The Unity implementation consists of several inter-related components. It starts to become complex, but here goes:

  • The 3d models for the London landmarks were found in the Sketchup 3D warehouse. Their materials were removed and they were imported to Unity in FBX format;
  • The outline for Greater London was prepared as a shapefile by fellow group member, Gianfranco, which he subsequently exported to FBX format via City Engine;
  • An empty game object is assigned with the main “Controller” script that provides a springboard to other scripts and regulates the timescale and object instancing throughout the visualisation. This script allows numerous variables to be set via the inspector panel, including the maximum and minimum time scales, the maximum number of non-disabled trip objects permitted at one time (to allow performance fine-tuning for slower computers), a dynamic time scaling parameter, and the assignment of object prefabs for the default DFP and non-DFP trip instances. Further options include a movie-mode with preset camera paths and a demo of station selections;
  • One of the challenges in the creation of the visualisation was the need to develop a method for handling time scaling dynamically to reduce computational bottlenecks during rush-hours, and also to speed up the visualisation for the hours between midnight and morning to reduce the duration of time with nothing happening in the visualisation. The Controller script is therefore designed to dynamically manage the time scale;
  • The controller script relies on a “FileReader” script to load the CSV files. The stations CSV file is used to instance new station symbols at setup time, each of which, in turn, contains a “LondonTransport” script file, with the purpose of spinning the station symbols. It also sets up behavior so that when a station is clicked, the station name is instanced (“stationText” script) above the station, and trips only to and from that station are then displayed via the Controller script. The FileReader script also reads the main trip data CSV file, and loads all trips at setup time into a dictionary of trip data objects that include the starting and ending station data, as well as the waypoint path earlier generated by the Python script. The trip data objects are then sorted into a “minute” dictionary that keeps track of which trips are instanced at each point in time. The minute dictionary is in turn used by the Controller script for instancing trip objects.
  • The “Passenger” and “SelectedPassenger” objects and accompanying scripts are responsible for governing the appearance and behavior of each trip instance. They are kept as simple as possible, since thousands of these scripts can be active at any one point in time, effectively only containing information for setting up the trip interpolation based on Bob Berkebile’s iTween for Unity. iTween is equipped with easing and spline path parameters, thereby simplifying the amount of complexity required for advanced interpolation. The trip instance scripts will destroy the object once it arrives at the destination.
  • Other scripts were written for managing the cameras, camera navigation settings, motion paths for the movie mode camera, rotation of the London Eye model, and for setting up the GUI.

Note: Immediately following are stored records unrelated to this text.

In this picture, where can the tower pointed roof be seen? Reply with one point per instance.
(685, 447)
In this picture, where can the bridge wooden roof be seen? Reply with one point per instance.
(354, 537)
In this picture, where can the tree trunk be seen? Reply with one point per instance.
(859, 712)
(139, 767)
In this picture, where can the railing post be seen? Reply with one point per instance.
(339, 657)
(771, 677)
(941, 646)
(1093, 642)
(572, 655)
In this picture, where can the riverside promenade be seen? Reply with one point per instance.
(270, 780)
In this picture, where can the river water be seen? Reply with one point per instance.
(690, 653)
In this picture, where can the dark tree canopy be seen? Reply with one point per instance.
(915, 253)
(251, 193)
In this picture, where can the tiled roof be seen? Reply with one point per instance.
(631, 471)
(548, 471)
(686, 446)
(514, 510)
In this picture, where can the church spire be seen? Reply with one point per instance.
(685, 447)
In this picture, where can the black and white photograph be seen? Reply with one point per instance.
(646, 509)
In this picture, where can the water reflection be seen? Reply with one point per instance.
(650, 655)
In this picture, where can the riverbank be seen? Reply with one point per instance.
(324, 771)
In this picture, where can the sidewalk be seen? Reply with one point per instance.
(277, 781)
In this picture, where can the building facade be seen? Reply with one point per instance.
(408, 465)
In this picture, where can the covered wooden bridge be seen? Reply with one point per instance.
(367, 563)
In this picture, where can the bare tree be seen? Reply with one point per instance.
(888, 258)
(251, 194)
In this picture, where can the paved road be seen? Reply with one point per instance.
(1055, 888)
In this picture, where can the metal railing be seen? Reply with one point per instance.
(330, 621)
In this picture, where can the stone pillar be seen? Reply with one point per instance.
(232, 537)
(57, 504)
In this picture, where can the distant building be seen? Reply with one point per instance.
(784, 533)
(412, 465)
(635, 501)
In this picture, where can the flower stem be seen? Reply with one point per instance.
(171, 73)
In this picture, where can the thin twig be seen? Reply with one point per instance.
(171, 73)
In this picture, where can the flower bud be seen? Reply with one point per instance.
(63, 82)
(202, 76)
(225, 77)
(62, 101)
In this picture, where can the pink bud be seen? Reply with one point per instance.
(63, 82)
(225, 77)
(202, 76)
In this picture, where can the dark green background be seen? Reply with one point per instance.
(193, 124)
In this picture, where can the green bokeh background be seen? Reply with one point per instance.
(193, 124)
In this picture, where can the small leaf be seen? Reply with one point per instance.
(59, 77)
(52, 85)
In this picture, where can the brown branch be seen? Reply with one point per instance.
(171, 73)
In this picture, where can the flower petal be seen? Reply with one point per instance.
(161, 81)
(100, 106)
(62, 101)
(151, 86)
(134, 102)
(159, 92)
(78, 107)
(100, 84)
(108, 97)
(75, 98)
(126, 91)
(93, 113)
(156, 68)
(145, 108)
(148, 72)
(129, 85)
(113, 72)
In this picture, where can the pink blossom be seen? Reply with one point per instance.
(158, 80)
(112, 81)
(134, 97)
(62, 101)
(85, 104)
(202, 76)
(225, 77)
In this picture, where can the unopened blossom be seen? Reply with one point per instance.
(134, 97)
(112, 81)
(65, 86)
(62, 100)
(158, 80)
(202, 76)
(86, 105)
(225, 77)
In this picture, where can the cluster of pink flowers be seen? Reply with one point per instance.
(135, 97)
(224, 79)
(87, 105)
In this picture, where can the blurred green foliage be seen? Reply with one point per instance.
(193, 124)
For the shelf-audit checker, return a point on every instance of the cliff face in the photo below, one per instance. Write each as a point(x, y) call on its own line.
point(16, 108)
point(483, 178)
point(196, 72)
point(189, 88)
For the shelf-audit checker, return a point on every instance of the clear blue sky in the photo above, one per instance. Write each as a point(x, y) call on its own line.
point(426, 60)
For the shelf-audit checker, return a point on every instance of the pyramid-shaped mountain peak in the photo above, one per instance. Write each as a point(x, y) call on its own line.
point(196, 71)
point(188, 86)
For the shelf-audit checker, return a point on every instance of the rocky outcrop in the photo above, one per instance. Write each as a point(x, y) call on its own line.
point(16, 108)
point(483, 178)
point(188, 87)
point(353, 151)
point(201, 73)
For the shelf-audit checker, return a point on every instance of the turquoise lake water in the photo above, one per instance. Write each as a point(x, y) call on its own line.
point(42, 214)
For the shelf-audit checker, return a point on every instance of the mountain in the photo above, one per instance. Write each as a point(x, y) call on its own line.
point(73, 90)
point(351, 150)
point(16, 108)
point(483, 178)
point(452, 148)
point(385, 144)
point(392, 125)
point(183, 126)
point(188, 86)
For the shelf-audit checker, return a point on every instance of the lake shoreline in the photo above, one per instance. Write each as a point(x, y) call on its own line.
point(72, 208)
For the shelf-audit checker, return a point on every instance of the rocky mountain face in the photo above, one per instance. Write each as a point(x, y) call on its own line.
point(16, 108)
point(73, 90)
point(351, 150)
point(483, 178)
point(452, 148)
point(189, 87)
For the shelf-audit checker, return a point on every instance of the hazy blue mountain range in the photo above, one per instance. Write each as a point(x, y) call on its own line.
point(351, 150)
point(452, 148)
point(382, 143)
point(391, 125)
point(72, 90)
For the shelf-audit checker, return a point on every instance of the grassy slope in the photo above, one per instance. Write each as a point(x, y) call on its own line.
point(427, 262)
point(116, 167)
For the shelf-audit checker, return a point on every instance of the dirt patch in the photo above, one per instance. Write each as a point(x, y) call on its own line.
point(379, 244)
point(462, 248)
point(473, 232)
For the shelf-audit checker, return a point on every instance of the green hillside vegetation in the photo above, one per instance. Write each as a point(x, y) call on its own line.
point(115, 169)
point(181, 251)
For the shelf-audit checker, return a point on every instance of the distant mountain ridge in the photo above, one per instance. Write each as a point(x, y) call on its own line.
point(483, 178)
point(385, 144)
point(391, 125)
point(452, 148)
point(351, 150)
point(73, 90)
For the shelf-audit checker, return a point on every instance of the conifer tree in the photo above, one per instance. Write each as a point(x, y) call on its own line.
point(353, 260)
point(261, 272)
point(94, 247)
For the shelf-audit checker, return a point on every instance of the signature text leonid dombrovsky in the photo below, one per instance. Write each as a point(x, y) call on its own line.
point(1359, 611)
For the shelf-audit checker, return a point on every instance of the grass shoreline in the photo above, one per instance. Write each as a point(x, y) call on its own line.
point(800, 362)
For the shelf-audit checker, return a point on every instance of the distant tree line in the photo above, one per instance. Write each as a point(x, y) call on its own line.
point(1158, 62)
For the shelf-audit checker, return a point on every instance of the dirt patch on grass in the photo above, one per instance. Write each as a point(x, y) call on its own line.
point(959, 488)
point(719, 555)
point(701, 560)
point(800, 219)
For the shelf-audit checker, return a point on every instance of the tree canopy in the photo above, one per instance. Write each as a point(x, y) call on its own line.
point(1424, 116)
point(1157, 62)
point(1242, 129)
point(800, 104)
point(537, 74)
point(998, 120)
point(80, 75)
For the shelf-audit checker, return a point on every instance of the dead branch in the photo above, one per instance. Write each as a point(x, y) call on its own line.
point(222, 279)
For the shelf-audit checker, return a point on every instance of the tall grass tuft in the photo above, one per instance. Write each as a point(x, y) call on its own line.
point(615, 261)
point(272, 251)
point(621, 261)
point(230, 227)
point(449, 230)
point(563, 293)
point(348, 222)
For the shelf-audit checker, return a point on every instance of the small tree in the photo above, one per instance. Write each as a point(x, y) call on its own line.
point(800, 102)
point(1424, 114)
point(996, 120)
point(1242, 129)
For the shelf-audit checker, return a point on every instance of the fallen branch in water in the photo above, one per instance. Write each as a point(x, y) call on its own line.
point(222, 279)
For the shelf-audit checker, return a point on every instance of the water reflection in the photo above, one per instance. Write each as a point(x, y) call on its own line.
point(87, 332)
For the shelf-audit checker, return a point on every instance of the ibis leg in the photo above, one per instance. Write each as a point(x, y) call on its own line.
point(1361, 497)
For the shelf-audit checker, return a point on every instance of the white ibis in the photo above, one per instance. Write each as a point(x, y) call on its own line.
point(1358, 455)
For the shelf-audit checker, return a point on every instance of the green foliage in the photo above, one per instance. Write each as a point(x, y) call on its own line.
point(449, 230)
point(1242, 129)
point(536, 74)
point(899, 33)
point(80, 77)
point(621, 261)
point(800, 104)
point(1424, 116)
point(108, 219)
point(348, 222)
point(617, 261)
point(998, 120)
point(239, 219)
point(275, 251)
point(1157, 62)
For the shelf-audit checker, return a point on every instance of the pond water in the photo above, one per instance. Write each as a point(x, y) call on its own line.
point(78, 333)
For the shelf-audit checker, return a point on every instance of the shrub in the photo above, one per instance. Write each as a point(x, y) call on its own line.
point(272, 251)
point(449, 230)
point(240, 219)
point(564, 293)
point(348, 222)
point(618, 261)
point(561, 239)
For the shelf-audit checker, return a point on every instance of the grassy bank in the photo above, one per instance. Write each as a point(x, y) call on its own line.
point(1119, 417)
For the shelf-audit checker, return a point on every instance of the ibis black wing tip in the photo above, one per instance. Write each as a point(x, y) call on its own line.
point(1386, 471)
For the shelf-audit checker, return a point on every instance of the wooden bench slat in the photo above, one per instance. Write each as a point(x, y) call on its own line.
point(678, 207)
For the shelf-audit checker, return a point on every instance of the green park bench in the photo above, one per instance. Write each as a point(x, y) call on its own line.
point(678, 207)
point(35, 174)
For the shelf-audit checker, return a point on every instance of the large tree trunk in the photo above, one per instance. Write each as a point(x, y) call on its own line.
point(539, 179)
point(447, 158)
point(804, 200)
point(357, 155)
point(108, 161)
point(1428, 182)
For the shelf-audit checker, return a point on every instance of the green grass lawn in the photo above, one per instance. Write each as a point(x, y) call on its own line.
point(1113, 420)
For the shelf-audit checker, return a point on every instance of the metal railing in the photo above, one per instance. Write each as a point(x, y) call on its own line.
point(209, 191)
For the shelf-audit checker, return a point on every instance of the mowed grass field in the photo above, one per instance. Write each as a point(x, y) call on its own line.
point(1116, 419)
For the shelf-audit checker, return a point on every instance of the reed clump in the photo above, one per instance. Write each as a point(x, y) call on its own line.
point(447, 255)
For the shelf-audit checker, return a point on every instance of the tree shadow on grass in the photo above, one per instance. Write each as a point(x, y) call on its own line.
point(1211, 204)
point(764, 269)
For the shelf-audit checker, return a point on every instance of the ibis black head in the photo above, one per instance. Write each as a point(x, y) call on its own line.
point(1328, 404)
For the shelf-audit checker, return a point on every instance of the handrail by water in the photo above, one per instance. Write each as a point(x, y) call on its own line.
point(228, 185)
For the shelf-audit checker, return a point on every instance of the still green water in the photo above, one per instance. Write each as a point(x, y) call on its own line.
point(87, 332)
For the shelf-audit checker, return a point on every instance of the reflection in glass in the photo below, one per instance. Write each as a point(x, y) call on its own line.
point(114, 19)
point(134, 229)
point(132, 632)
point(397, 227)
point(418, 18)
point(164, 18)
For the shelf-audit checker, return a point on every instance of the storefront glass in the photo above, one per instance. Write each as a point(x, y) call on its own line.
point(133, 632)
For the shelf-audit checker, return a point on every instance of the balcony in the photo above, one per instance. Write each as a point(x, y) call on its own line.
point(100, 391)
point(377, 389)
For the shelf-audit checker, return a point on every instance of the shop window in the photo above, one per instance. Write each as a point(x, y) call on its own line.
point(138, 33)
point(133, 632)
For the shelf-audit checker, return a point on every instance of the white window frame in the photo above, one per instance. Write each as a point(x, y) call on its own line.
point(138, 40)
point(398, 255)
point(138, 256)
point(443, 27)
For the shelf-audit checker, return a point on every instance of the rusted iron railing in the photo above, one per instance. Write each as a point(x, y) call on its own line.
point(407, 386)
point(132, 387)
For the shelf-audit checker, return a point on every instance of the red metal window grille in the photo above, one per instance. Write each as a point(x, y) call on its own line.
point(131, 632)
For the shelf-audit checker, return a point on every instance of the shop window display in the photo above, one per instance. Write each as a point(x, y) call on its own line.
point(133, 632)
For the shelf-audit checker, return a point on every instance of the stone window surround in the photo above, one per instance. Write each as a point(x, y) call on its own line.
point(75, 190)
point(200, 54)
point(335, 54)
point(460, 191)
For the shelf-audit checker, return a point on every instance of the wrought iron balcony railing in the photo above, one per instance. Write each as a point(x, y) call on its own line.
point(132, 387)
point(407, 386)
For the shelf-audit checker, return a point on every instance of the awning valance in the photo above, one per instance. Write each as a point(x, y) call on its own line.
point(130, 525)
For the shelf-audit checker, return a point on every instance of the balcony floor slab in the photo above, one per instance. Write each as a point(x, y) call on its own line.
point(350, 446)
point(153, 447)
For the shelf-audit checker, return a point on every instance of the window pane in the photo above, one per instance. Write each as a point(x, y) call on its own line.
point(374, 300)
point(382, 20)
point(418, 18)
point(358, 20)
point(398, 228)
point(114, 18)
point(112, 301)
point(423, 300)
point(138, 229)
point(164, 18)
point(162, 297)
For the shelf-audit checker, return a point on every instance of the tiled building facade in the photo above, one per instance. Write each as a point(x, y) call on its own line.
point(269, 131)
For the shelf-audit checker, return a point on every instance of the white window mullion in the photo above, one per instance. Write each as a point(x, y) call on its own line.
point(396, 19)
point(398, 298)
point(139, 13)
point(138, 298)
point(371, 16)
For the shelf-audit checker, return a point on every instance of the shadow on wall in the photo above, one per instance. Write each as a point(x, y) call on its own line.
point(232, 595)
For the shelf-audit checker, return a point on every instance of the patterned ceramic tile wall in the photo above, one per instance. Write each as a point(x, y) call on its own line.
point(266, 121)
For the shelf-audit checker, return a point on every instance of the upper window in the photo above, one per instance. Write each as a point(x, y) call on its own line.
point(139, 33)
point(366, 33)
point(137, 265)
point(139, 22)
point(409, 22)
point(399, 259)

Visual and Interaction Design

It was decided to keep the London context minimal with only selected iconic landmarks included for the purpose of providing orientation, and a day-night lighting cycle to give a sense of time. Disabled Freedom Pass journeys consist of a prefab object with a noticeable bright orange trail and particle emitter, in contrast to other trips, which consist of simple prefab objects with a thin white trail renderer and no unnecessarily complex shaders or shadows due to the large quantities of these objects. The trip objects are randomly spaced across four different heights, giving a more accurate depiction of the busyness of a route, as well as a more three-dimensional representation of the flows.

Interactivity is encouraged through the use of keyboard navigation controls for the cameras, as well as a mouse “look around” functionality, switchable cameras, and the ability to take screenshots.